Paper Mills, Holyoke, Mass

The view looking east from the Bridge Street bridge over the Second Level Canal in Holyoke, around 1891. Image from Holyoke Illustrated (1891).

The scene in 2017:

The first photo was taken during the height of Holyoke’s prosperity as a manufacturing center, and it shows a group of paper mills that lined the Second Level Canal on the eastern side of the city. Holyoke, which came to be known as “Paper City,” was one of the world’s leading producers of paper during the late 19th and early 20th centuries, with around 25 companies producing a variety of paper products by the 1890s. This industry, along with the equally-important textile mills in the city, helped make Holyoke a major destination for immigrants seeking work, and resulted in a dramatic increase in population during the second half of the 19th century.

Probably the oldest building in this scene is the one on the far left.
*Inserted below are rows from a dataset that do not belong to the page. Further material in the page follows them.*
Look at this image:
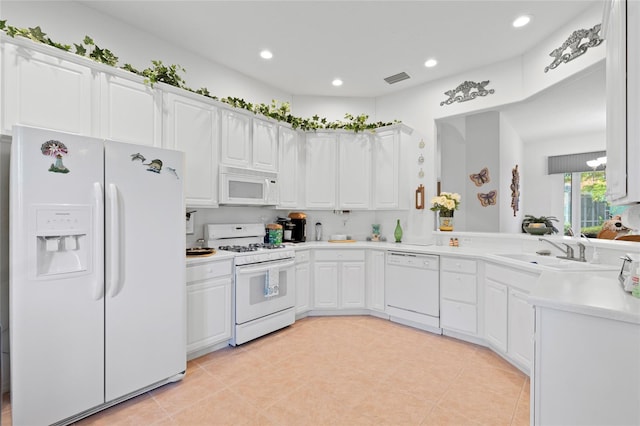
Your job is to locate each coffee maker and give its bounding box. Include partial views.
[289,212,307,243]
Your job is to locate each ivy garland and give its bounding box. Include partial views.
[0,20,400,132]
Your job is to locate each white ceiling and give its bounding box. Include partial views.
[78,0,602,97]
[501,63,607,143]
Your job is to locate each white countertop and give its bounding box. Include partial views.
[187,250,234,265]
[529,271,640,324]
[187,241,640,324]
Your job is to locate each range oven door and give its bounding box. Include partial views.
[235,259,295,324]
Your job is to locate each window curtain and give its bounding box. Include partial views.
[547,151,607,175]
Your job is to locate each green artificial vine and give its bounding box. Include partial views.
[0,20,400,133]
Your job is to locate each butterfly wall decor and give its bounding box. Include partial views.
[469,167,491,186]
[478,191,498,207]
[510,164,520,217]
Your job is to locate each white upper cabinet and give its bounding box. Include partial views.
[604,0,640,204]
[220,108,278,172]
[0,38,96,136]
[305,133,338,209]
[338,133,371,210]
[251,118,278,172]
[220,109,251,167]
[278,127,304,209]
[373,130,400,209]
[99,73,162,147]
[164,93,220,207]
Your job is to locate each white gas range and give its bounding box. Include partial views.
[206,223,295,346]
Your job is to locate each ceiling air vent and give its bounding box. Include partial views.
[384,72,411,84]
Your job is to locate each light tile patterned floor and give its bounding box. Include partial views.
[2,316,529,426]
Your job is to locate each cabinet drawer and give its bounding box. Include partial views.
[485,263,540,291]
[187,259,232,284]
[440,300,478,334]
[315,250,364,262]
[440,272,477,303]
[440,257,476,274]
[296,250,309,263]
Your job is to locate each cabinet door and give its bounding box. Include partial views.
[338,133,371,209]
[508,289,534,368]
[305,133,337,209]
[100,73,162,147]
[373,130,400,209]
[313,262,338,308]
[296,262,311,314]
[440,300,478,334]
[252,118,278,172]
[606,0,637,201]
[220,109,251,167]
[187,278,231,352]
[367,250,385,311]
[340,262,365,308]
[1,41,97,136]
[278,127,304,209]
[164,93,219,207]
[484,280,507,353]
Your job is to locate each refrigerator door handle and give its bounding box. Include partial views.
[109,183,120,297]
[93,182,104,300]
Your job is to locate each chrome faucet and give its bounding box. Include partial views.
[538,238,587,262]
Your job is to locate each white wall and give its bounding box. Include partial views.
[438,118,468,231]
[464,111,504,232]
[1,0,291,104]
[498,114,526,233]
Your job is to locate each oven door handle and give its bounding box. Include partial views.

The earliest part of the mill was built around 1864, but it was subsequently expanded in 1877. For many years it was operated by the Valley Paper Company, and produced fine writing paper and envelope paper. In the distance, in the center of both photos, was the Albion Paper Company. This mill complex was built in the late 1870s and early 1880s, and produced book paper. Further to the right was the Syms & Dudley Paper Company, whose mill was built around the same time as the Albion mill.

In 1899, less than a decade after the first photo was taken, Holyoke’s Paper industry underwent some major changes. By then, many American industries had begun consolidating into trusts, in order to control large segments of their respective markets. Among the most notorious were monopolies such as Standard Oil and U. S. Steel, but paper manufacturers also established a trust of their own, with the formation of the American Writing Paper Company in 1899. The new company was headquartered nearby, at the corner of Main and Race Streets here in Holyoke, and at one point it controlled around 75 percent of the country’s fine writing paper.
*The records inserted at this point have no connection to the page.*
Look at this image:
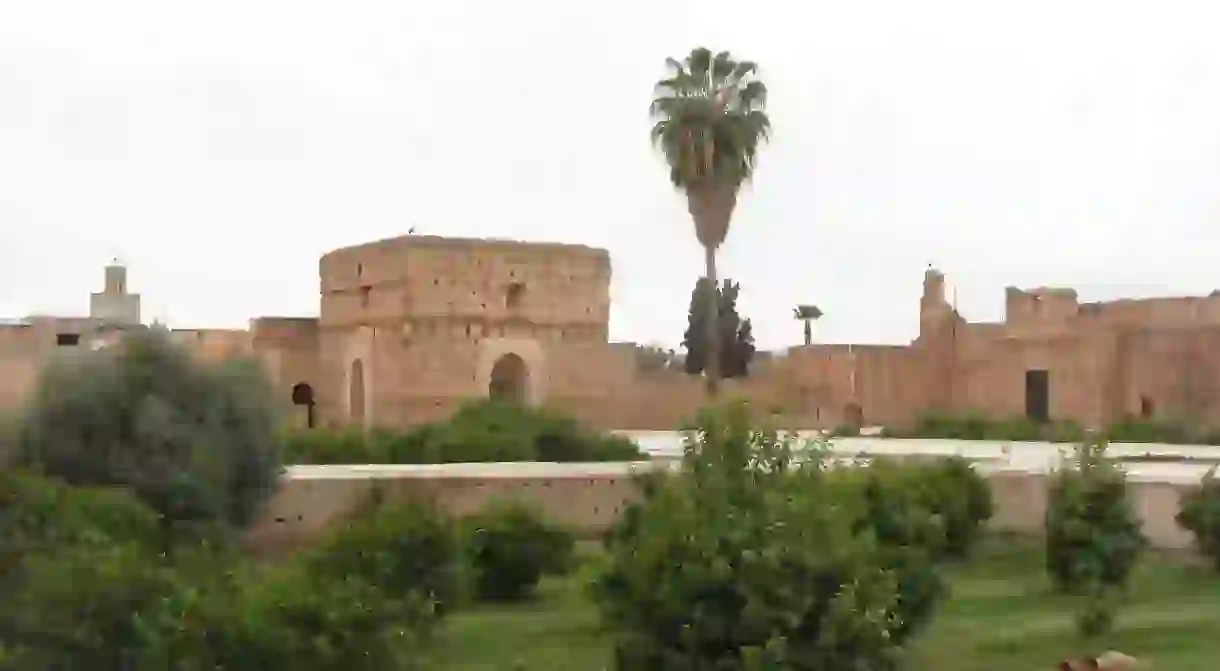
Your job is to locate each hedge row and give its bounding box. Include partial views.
[283,400,647,464]
[595,407,991,671]
[0,472,575,671]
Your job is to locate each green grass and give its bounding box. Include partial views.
[427,539,1220,671]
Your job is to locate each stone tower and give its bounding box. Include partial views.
[89,259,140,326]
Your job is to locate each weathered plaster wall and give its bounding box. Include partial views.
[242,464,1192,561]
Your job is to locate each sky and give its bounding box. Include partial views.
[0,0,1220,349]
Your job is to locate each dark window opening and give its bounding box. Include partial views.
[504,282,526,310]
[1025,371,1050,422]
[293,382,315,428]
[843,403,864,427]
[487,354,529,404]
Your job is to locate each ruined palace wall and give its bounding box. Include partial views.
[953,325,1119,425]
[772,345,931,427]
[0,326,41,411]
[318,235,610,426]
[1115,327,1220,426]
[318,235,610,342]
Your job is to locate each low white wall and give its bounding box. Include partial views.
[250,461,1202,561]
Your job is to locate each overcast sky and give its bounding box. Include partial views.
[0,0,1220,348]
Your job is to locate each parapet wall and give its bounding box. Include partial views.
[249,461,1192,553]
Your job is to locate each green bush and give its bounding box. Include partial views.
[1046,437,1147,636]
[284,400,647,464]
[0,471,161,570]
[915,456,994,559]
[1177,467,1220,571]
[138,565,431,671]
[830,459,946,643]
[0,543,173,669]
[17,329,281,534]
[462,504,576,601]
[594,406,900,671]
[1046,437,1146,592]
[301,499,462,615]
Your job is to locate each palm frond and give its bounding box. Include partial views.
[649,48,771,187]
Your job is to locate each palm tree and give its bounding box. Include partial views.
[650,46,771,395]
[792,305,822,345]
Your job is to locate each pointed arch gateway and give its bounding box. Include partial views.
[487,353,529,403]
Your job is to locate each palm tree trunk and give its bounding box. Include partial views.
[703,245,721,398]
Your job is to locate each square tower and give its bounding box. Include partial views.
[89,261,140,326]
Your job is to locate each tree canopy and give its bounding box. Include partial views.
[682,277,755,378]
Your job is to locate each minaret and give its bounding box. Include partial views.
[89,259,140,326]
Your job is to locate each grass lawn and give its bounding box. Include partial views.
[427,538,1220,671]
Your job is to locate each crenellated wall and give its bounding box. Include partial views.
[9,235,1220,429]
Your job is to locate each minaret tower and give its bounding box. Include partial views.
[89,259,140,326]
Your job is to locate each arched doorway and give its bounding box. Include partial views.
[487,354,529,403]
[348,359,365,426]
[293,382,315,428]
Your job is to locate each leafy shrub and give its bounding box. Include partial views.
[594,406,899,671]
[139,565,431,671]
[18,329,281,534]
[0,471,160,570]
[1177,467,1220,570]
[1046,438,1146,592]
[301,499,461,615]
[915,456,994,559]
[1046,437,1147,636]
[0,543,174,669]
[284,400,645,464]
[831,459,946,643]
[462,504,576,601]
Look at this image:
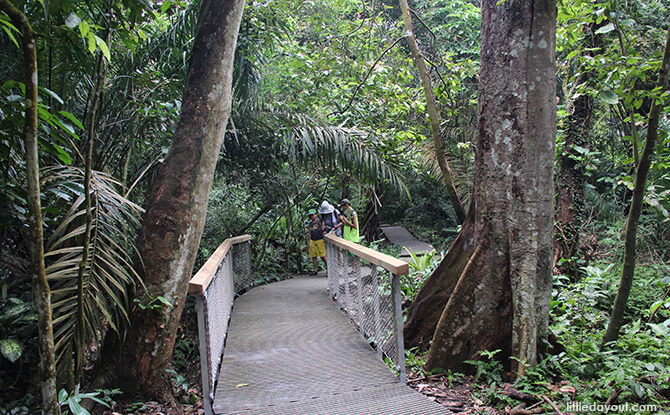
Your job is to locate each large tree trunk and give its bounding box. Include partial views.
[107,0,249,401]
[601,28,670,349]
[407,0,556,374]
[0,0,60,415]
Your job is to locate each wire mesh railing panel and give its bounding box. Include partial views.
[189,235,253,415]
[204,251,235,390]
[233,241,254,294]
[326,243,404,378]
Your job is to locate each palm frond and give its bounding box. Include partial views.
[414,137,473,209]
[239,111,409,197]
[42,166,142,380]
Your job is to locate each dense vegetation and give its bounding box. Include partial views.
[0,0,670,413]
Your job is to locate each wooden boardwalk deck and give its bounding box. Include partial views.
[213,275,451,415]
[381,226,435,260]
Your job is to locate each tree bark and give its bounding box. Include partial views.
[107,0,251,401]
[0,0,60,415]
[407,0,556,375]
[400,0,465,224]
[600,28,670,349]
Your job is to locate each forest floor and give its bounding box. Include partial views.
[91,308,502,415]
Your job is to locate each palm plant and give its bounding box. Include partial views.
[43,166,141,384]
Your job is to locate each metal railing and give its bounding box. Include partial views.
[188,235,253,415]
[324,234,409,383]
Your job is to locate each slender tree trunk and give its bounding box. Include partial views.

Many of Holyoke’s paper companies were consolidated into the American Writing Paper Company, including the Albion Paper Company. The Mt. Tom Paper Company, which had acquired the former Syms & Dudley mill on the right side of the photo, was also involved in the merger. Both of these mills, along with the other ones acquired by the trust, retained their names, but were operated as divisions of American Writing Paper. However, not all of Holyoke’s paper mills joined the trust, including Valley Paper on the left side of the scene, which retained its independence and continued operating for many decades.

Holyoke’s paper industry thrived well into the 20th century. However, by mid-century manufacturing was in decline across the northeast, as companies struggled with aging factory buildings and increased competition from overseas and elsewhere in the United States. The paper industry was no exception, and Holyoke’s various companies steadily closed or relocated. American Writing Paper, which had been plagued by years of mismanagement and labor troubles, was finally liquidated in the 1960s, and Valley Paper Company also closed during the second half of the 20th century.
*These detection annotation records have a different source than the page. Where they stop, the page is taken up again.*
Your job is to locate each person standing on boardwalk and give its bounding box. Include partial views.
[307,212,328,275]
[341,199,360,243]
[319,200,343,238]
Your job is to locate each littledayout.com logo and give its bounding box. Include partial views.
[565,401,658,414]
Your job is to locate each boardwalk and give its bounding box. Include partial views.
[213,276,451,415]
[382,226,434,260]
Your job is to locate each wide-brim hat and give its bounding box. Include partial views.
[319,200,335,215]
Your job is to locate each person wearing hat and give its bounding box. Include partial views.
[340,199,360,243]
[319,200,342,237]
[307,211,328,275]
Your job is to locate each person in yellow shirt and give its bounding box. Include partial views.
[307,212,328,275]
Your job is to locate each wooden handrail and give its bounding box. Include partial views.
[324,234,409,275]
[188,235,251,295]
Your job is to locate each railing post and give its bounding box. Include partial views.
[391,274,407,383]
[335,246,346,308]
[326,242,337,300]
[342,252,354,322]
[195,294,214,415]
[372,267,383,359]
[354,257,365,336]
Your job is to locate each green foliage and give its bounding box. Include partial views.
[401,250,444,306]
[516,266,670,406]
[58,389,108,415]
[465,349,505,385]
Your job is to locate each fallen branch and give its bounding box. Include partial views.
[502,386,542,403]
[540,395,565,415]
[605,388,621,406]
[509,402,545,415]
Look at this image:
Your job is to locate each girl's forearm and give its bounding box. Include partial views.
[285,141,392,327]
Despite these changes, though, many of Holyoke’s former paper mills are still standing, although some have been vacant for a number of years. The former Valley Paper mill was partially demolished in the 1980s, but the surviving sections were restored and redeveloped. Further in the distance, both the former Albion and Mt. Tom mills were recently sold to a developer, and have been in the process of being deconstructed, in order to salvage the building materials. However, the Mt. Tom mill caught fire in 2012 while being dismantled, and the ruins were subsequently demolished. Some of the Albion mill complex has also been dismantled, although the front part of the building was still standing when the first photo was taken in 2017.